Veteran ska band Madness has announced a trio of outdoor UK concerts set to take place in the summer of 2025. The performances will follow a string of well-received outdoor shows earlier this year and will see the band perform at unique venues in Bedfordshire, Kent, and Essex.
The first concert, titled Madness at the Manor, is scheduled for 13 July at Tofte Manor in Bedfordshire. Billed as an intimate performance at a historic venue, the band told of their excitement about playing the venue through their promoter’s Instagram, saying: “We didn’t think there were any houses, county estates or fields we hadn’t played at”.
The band will go on to perform at Dreamland in Margate on 2 August as part of the Margate Summer Series and at Castle Park, Colchester, on 23 August as part of the Colchester Castle Summer Series. Tickets for Margate and Colchester will go on general sale at 9am on 29 November here. Pre-sale tickets for the Tofte Manor show will be available at 12pm on 29 November here, with any remaining tickets offered in a general sale on 2 December at 12pm.
Outdoor summer shows have become a specialty of the band in recent years, with highlights from the past year including stops at Cardiff Castle, Galway Airport, and Scarborough Open Air Theatre. This year also marked a significant milestone for the band, as their 13th studio album, Theatre Of The Absurd Presents C’est La Vie, became their first to reach number one on the UK Official Albums Chart. An enhanced edition of the album was released in June.
Retropop magazine praised the album, saying “its lead single and title song harks back to the ska sound that popularised the band some 40-odd years ago while perfectly capturing the essence of Madness in its examination of the perils of everyday life”, and noting that the release was the band’s “most pop-oriented in years”.
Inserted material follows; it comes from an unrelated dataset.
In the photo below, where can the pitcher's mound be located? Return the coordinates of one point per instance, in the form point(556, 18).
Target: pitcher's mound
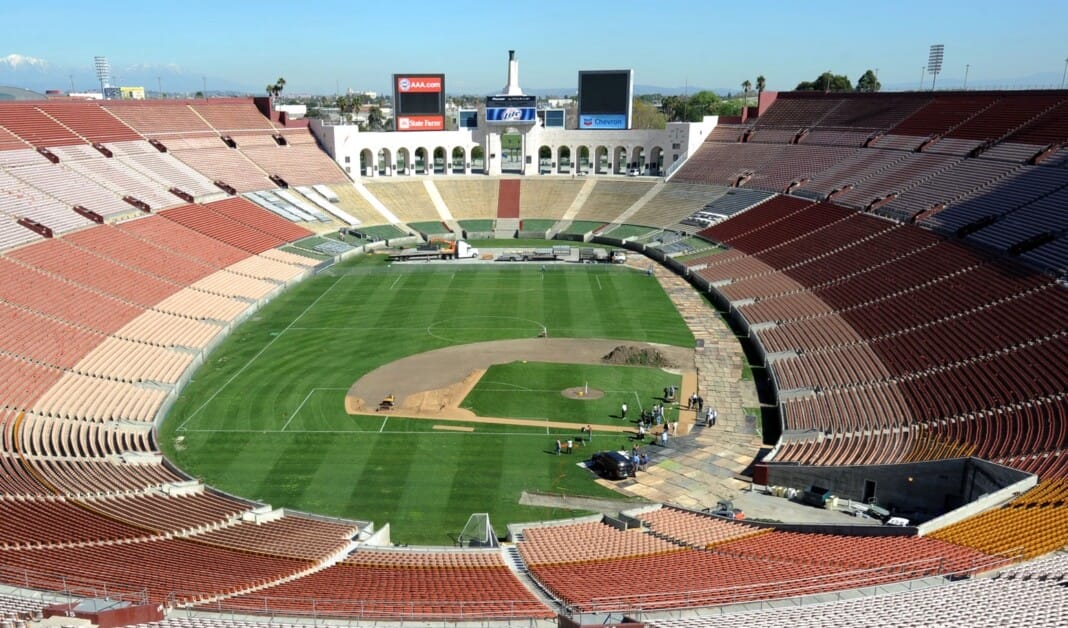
point(581, 392)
Emerging from the two-tone craze of the late 70s and early 80s, the Camden Town ensemble rose to fame with their urban British spin given to Caribbean rock-steady and early ska. Early hits like ‘One Step Beyond’ and ‘Nightboat to Cairo’ show the band in their element covering or borrowing heavily from these genres’ classics, and propelled the band to be London’s answer to the burgeoning Coventry ska and two-tone scene, alongside the likes of Bad Manners. The band later pivoted to a more pop-based sound into the 1980s but never drifted far from their themes of working class London life, delivered with trademark humour and a taste for pastiche.